I have devised, with the help of resources found free on the Web, a realistic parametrized model that will calculate the positions of Jupiter and the Earth in space. The Sun occupies the center of the coordinates.
My model is written in R, a freely available open source version of the renown S system (from the AT&T statistics research dept). The source is a simple ASCII text file model.r. The planetary position modeling comes from Paul Schlyter.
A projection on the Ecliptic of the orbits of the Earth and Jupiter for one synodic year (time for Earth to go around the Sun and catch up with Jupiter). The distance scale is correct even though the aspect ratio is flattened. The Earth starts from the blue dot (Jan 1, 2002), goes once around the Sun and proceeds to the red dot. Jupiter just does an orbit fraction from its red dot to blue dot.
A graph of the varying Jupiter-Earth distance over two synodic years. Again with correct distance scale. Two years are show to mark the slight aperiodicity due to the the small orbit eccentricities of Earth and Jupiter.
A graph showing the magnitude of the observable effect. The y axis is the delta between the observation time and the occurrence time. The sticky thing about this is that we need the occurrence time, and to very high accuracy as I'll show next.

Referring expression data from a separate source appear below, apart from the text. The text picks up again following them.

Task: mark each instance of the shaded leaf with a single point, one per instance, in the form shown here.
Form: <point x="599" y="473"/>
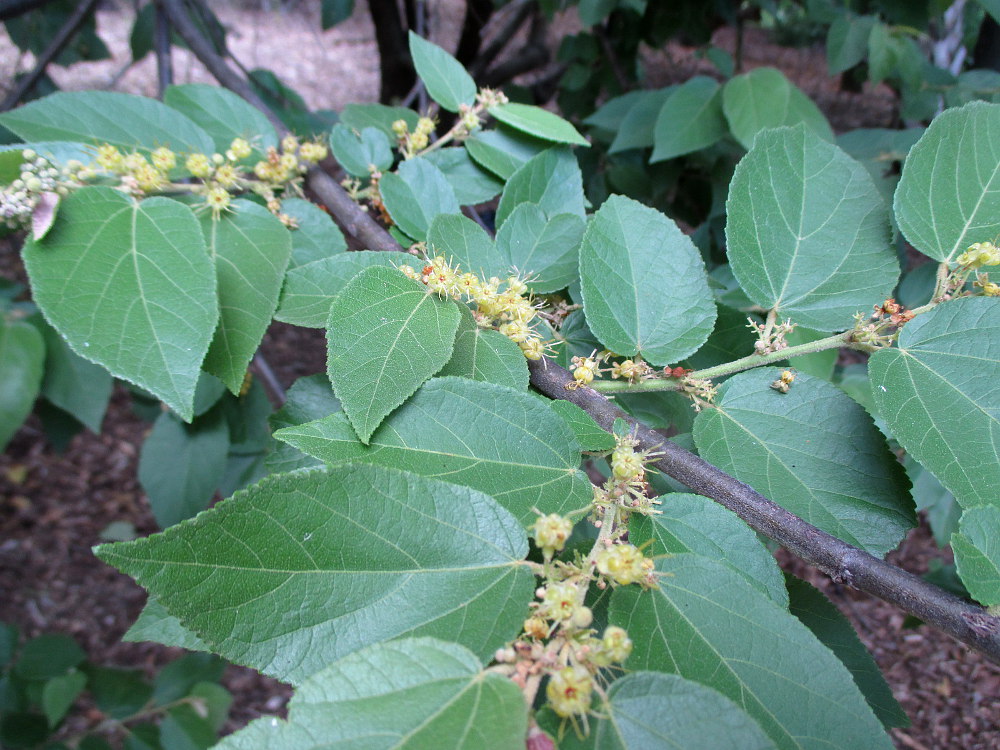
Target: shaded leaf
<point x="940" y="396"/>
<point x="123" y="120"/>
<point x="22" y="362"/>
<point x="764" y="98"/>
<point x="415" y="194"/>
<point x="538" y="122"/>
<point x="310" y="288"/>
<point x="446" y="80"/>
<point x="813" y="451"/>
<point x="692" y="523"/>
<point x="707" y="624"/>
<point x="222" y="114"/>
<point x="130" y="286"/>
<point x="691" y="119"/>
<point x="410" y="693"/>
<point x="790" y="199"/>
<point x="835" y="631"/>
<point x="977" y="553"/>
<point x="250" y="249"/>
<point x="552" y="180"/>
<point x="180" y="465"/>
<point x="483" y="354"/>
<point x="545" y="249"/>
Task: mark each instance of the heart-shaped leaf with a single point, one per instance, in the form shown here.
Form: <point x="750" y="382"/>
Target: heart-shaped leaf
<point x="305" y="568"/>
<point x="789" y="201"/>
<point x="130" y="286"/>
<point x="501" y="441"/>
<point x="386" y="335"/>
<point x="645" y="290"/>
<point x="939" y="394"/>
<point x="705" y="623"/>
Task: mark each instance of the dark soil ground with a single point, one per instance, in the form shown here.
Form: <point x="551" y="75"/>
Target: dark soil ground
<point x="54" y="507"/>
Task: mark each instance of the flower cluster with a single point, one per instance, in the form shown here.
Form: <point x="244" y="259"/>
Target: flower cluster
<point x="510" y="311"/>
<point x="412" y="143"/>
<point x="980" y="254"/>
<point x="624" y="563"/>
<point x="551" y="533"/>
<point x="38" y="176"/>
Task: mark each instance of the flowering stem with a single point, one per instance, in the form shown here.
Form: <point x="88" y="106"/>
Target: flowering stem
<point x="728" y="368"/>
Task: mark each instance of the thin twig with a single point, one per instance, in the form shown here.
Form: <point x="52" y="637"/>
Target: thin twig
<point x="968" y="623"/>
<point x="271" y="382"/>
<point x="58" y="43"/>
<point x="161" y="43"/>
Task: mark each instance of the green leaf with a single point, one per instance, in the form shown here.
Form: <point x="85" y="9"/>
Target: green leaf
<point x="538" y="122"/>
<point x="482" y="354"/>
<point x="503" y="150"/>
<point x="446" y="80"/>
<point x="222" y="114"/>
<point x="949" y="193"/>
<point x="386" y="335"/>
<point x="409" y="693"/>
<point x="834" y="631"/>
<point x="357" y="153"/>
<point x="466" y="244"/>
<point x="504" y="442"/>
<point x="123" y="120"/>
<point x="157" y="625"/>
<point x="544" y="249"/>
<point x="814" y="451"/>
<point x="130" y="286"/>
<point x="552" y="180"/>
<point x="977" y="553"/>
<point x="691" y="523"/>
<point x="645" y="290"/>
<point x="361" y="116"/>
<point x="789" y="201"/>
<point x="820" y="364"/>
<point x="75" y="385"/>
<point x="250" y="249"/>
<point x="764" y="98"/>
<point x="940" y="396"/>
<point x="415" y="194"/>
<point x="308" y="399"/>
<point x="316" y="236"/>
<point x="691" y="119"/>
<point x="322" y="570"/>
<point x="22" y="360"/>
<point x="472" y="183"/>
<point x="180" y="466"/>
<point x="59" y="693"/>
<point x="638" y="126"/>
<point x="656" y="710"/>
<point x="707" y="624"/>
<point x="310" y="288"/>
<point x="588" y="433"/>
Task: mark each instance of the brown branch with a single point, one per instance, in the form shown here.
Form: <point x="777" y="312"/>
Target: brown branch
<point x="968" y="623"/>
<point x="349" y="215"/>
<point x="59" y="41"/>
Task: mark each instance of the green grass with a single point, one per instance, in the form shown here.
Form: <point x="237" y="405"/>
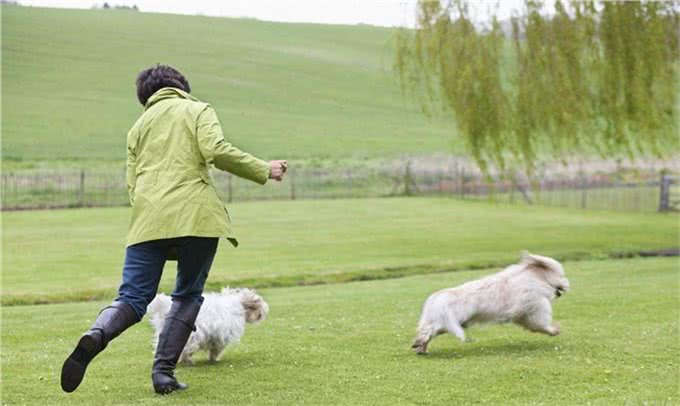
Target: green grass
<point x="78" y="254"/>
<point x="349" y="344"/>
<point x="281" y="90"/>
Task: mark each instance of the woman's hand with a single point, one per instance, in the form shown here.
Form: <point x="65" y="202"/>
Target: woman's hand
<point x="277" y="169"/>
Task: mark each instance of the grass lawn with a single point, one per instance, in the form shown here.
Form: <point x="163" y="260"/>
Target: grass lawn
<point x="281" y="90"/>
<point x="75" y="254"/>
<point x="349" y="344"/>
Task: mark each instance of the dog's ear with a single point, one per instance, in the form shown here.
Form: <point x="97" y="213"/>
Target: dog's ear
<point x="255" y="306"/>
<point x="537" y="261"/>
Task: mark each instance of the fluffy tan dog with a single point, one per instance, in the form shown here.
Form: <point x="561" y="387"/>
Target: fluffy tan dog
<point x="520" y="294"/>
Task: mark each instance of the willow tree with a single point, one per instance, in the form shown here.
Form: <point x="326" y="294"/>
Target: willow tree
<point x="585" y="77"/>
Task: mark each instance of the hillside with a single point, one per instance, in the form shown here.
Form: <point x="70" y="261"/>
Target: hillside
<point x="281" y="90"/>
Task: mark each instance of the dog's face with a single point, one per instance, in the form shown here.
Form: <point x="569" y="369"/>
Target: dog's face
<point x="254" y="305"/>
<point x="551" y="269"/>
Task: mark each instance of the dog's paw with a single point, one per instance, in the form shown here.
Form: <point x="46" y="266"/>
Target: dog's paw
<point x="554" y="329"/>
<point x="420" y="349"/>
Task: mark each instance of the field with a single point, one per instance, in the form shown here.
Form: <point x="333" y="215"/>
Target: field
<point x="318" y="91"/>
<point x="345" y="277"/>
<point x="349" y="344"/>
<point x="76" y="254"/>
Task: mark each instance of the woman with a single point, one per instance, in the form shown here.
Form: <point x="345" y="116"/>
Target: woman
<point x="176" y="214"/>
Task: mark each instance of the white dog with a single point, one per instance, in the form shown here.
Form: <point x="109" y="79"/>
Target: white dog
<point x="520" y="294"/>
<point x="220" y="322"/>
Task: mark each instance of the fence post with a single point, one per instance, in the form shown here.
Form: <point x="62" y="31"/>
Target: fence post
<point x="663" y="192"/>
<point x="81" y="195"/>
<point x="349" y="182"/>
<point x="584" y="192"/>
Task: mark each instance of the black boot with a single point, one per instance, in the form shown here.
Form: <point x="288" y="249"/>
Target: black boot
<point x="179" y="323"/>
<point x="112" y="320"/>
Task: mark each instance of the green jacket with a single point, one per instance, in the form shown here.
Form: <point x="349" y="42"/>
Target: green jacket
<point x="169" y="151"/>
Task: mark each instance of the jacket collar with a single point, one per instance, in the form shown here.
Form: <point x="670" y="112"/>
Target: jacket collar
<point x="167" y="93"/>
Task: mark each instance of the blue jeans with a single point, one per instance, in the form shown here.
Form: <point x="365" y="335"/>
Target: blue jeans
<point x="144" y="266"/>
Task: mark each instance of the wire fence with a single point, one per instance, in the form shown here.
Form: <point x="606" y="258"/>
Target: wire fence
<point x="623" y="190"/>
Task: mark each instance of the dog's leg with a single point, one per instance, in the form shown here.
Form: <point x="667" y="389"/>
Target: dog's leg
<point x="540" y="320"/>
<point x="455" y="329"/>
<point x="214" y="353"/>
<point x="186" y="358"/>
<point x="425" y="334"/>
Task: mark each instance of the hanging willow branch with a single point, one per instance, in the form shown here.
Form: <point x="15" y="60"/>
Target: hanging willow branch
<point x="589" y="77"/>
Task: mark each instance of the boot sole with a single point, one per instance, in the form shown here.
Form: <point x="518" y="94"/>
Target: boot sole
<point x="74" y="368"/>
<point x="167" y="389"/>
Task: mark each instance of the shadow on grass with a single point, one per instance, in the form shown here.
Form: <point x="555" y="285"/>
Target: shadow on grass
<point x="463" y="350"/>
<point x="228" y="361"/>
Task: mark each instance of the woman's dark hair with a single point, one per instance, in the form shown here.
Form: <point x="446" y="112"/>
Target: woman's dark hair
<point x="149" y="81"/>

The next graph illustrates the shift in the plot if the true eclipse period is understated or overstated by as little as 1 part in 100,000. If the error is 1 in 10,000 the curve is not even recognizable. Clearly having to know this number accurately to 1 part in 100,000 to deduce another one (c) to only a 1 part in 10 is distasteful. The solution is not to use any predefined period but simply generate one from fitting the data to the curve.